Die Seriosität eines gedruckten Produktes sieht der Textilreinigungsmeister und Sachverständige Grebe als wichtiges Instrument: „Immer noch sind zwielichtige Anbieter im Bereich der Teppichreinigung unterwegs“, berichtet er. „Das verunsichert die Verbraucher. Wenn der Fachhandel dann einen seriösen Dienstleister empfehlen kann, indem er dem Kunden unser Magazin in die Hand gibt, ist das natürlich ebenfalls eine vertrauensbildende Maßnahme.“ Damit das wirklich gelingt, ließ er sein neues Kundenmagazin von einer in Sachen Print-Magazinen erfahrenen Agentur machen. So wie es in der Textilreinigung einen Profi braucht, müssten auch Marketingprofis Inhalt und Gestaltung eines Magazins übernehmen.

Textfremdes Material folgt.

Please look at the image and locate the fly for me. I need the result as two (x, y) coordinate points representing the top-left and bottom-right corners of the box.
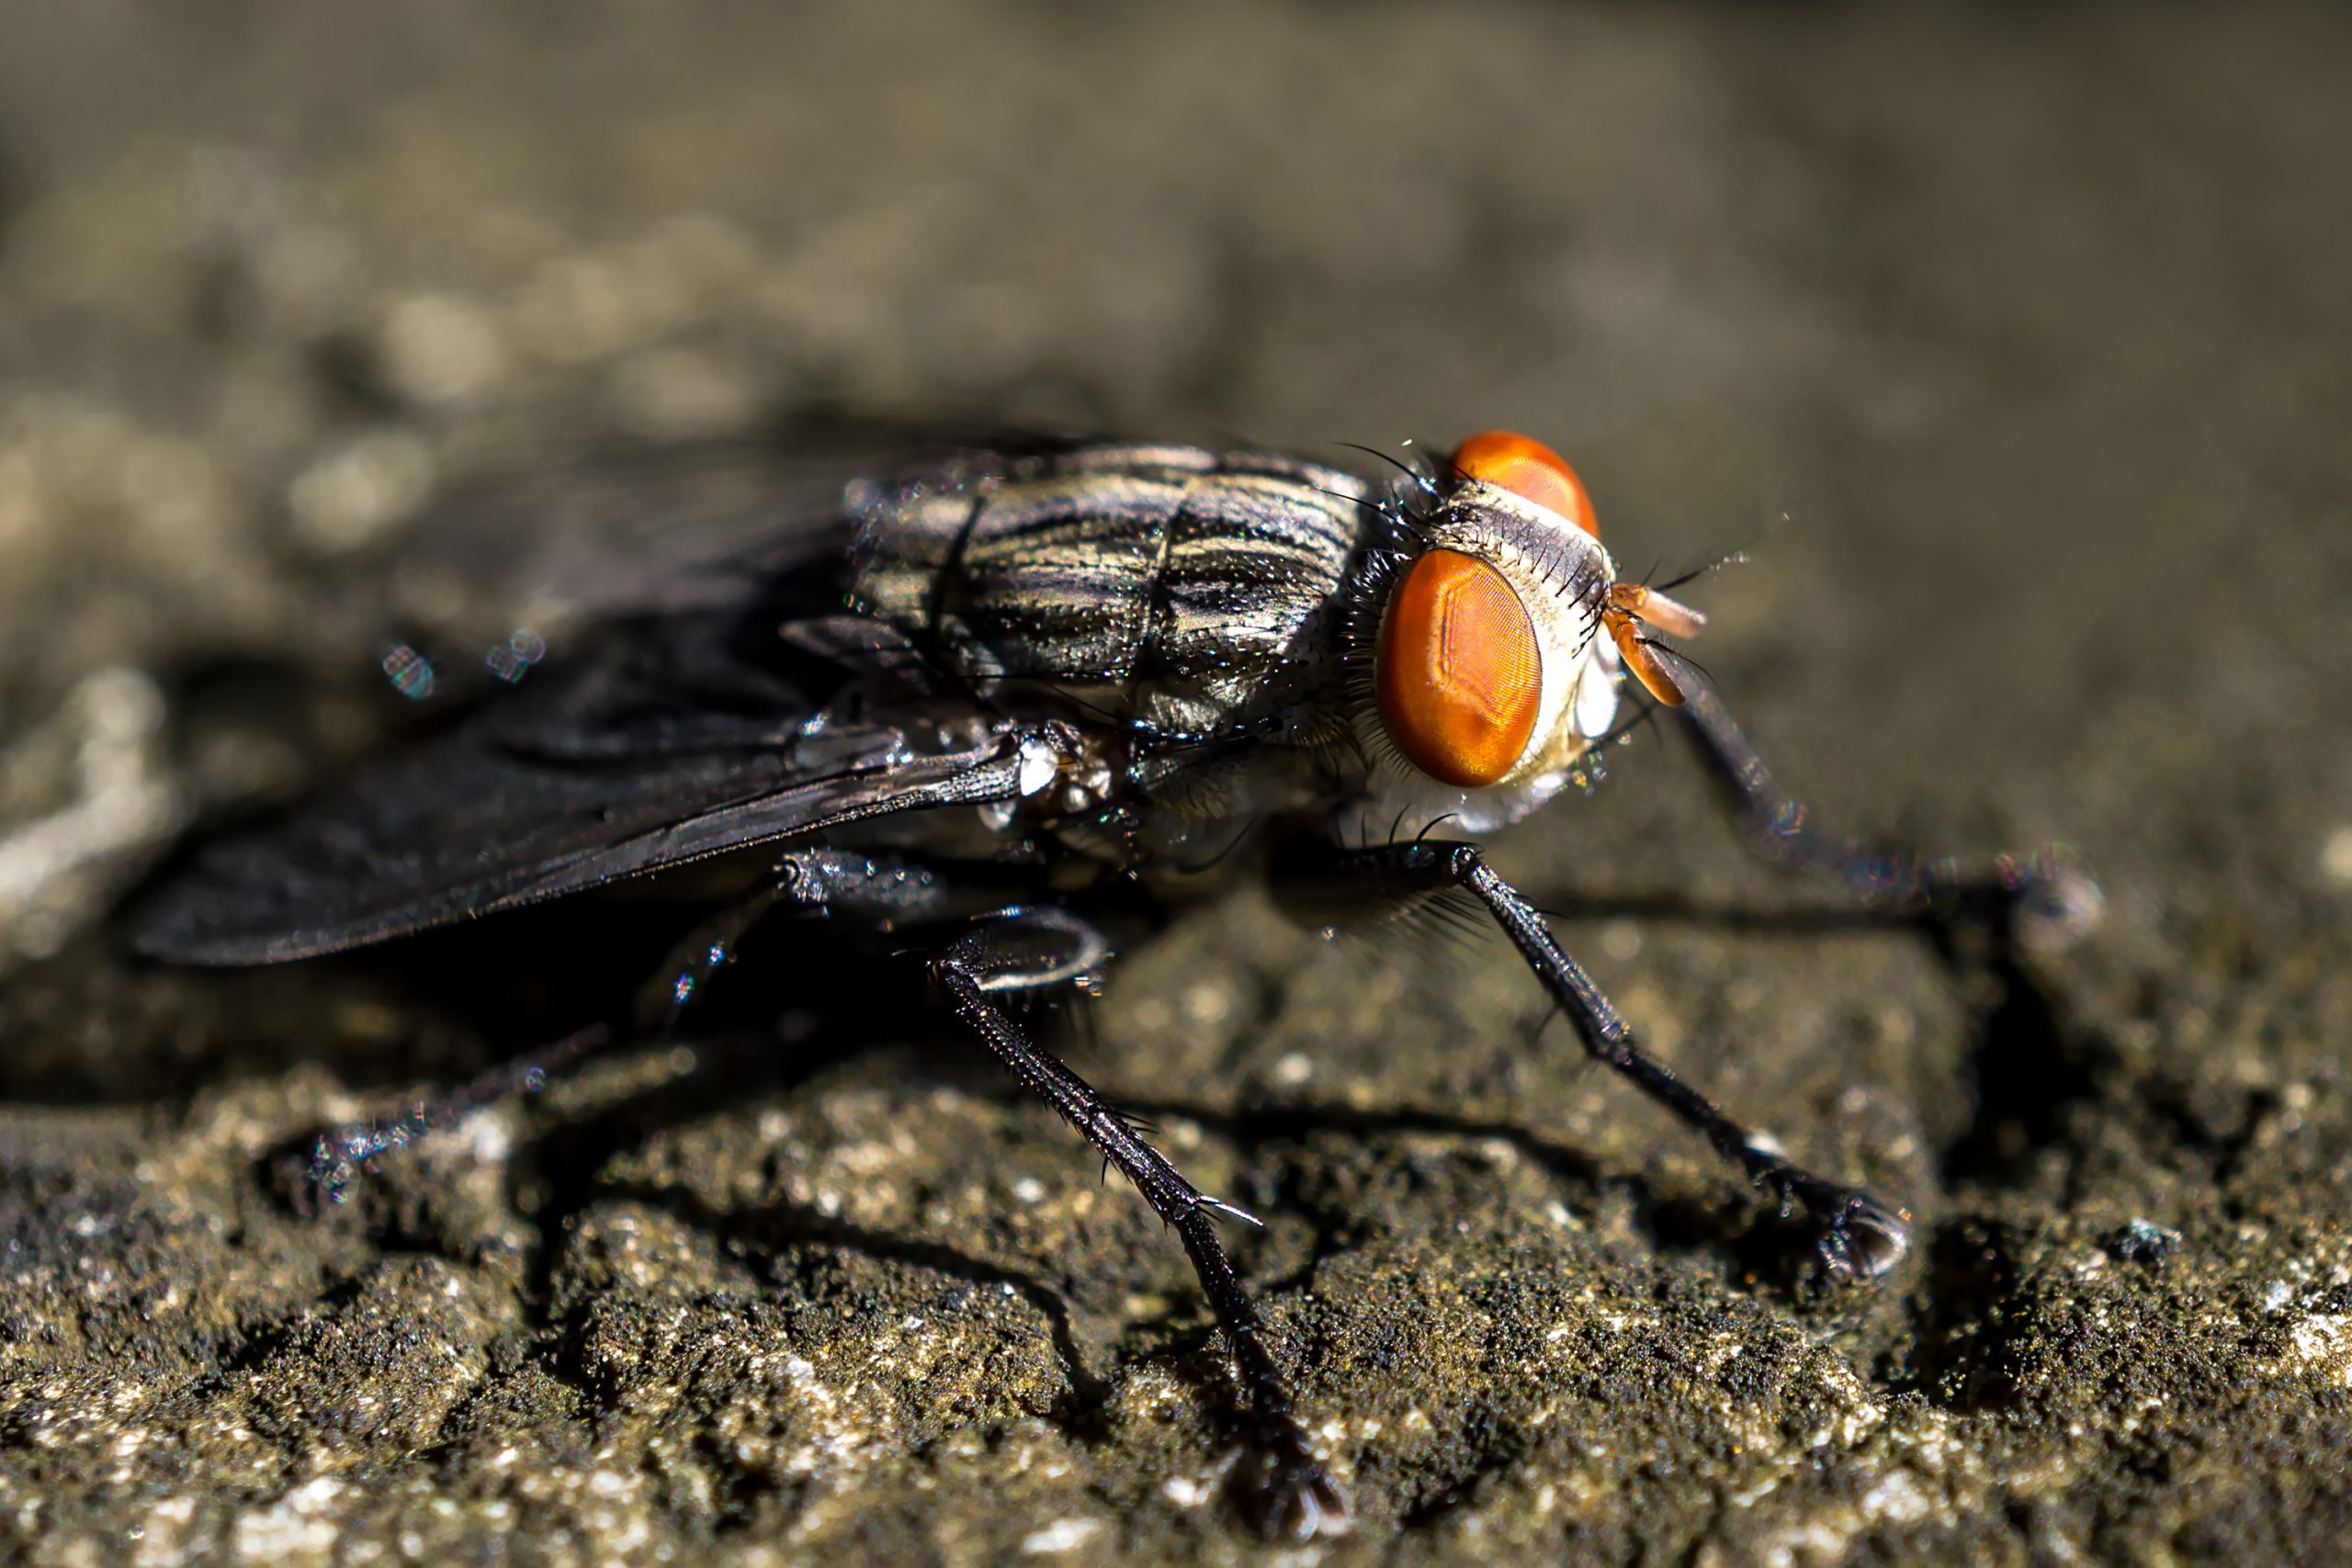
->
(130, 428), (2086, 1540)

Muss es ein entweder oder sein?

Bei der letztendlichen Entscheidung, wofür das Marketingbudget eingesetzt werden soll, ist ein „sowohl als auch“ oft die beste Entscheidung. Wenn beispielsweise verschiedene Ziel- oder Altersgruppen angesprochen werden sollen, die auf unterschiedlichen Wegen zu erreichen sind. Mit einer Kombination erreichen Werbetreibende die Konsumenten ihrer Wahl mit unterschiedlichen Präferenzen.

Die Zukunft liegt in einer optimalen Verbindung von Online- und Offline-Kommunikationskanälen, einer intelligenten Verknüpfung von Printprodukten und digitalem Marketing. Ein gedrucktes Mailing mit QR-Code, ein Kundenmagazin, das auf die Webseite mit aktuellen Aktionen hinweist, eine Broschüre, die auch zum Besuch der Social-Media-Kanäle einlädt, oder die Online-Anzeige, die den Weg für den bald erscheinenden Prospekt ebnet: Offline lassen sich viele Kunden auch zu online motivieren und Online-Präsenz macht neugierig auf gedruckte, reichhaltigere Information.

Die Zahl der Kontaktpunkte mit dem Kunden vergrößert sich auf abwechslungsreiche Art und Weise. Kurzum: Print und Online haben unterschiedliche Stärken. Wer diese geschickt zu kombinieren weiß, macht sein Marketing effizient und erfolgreich.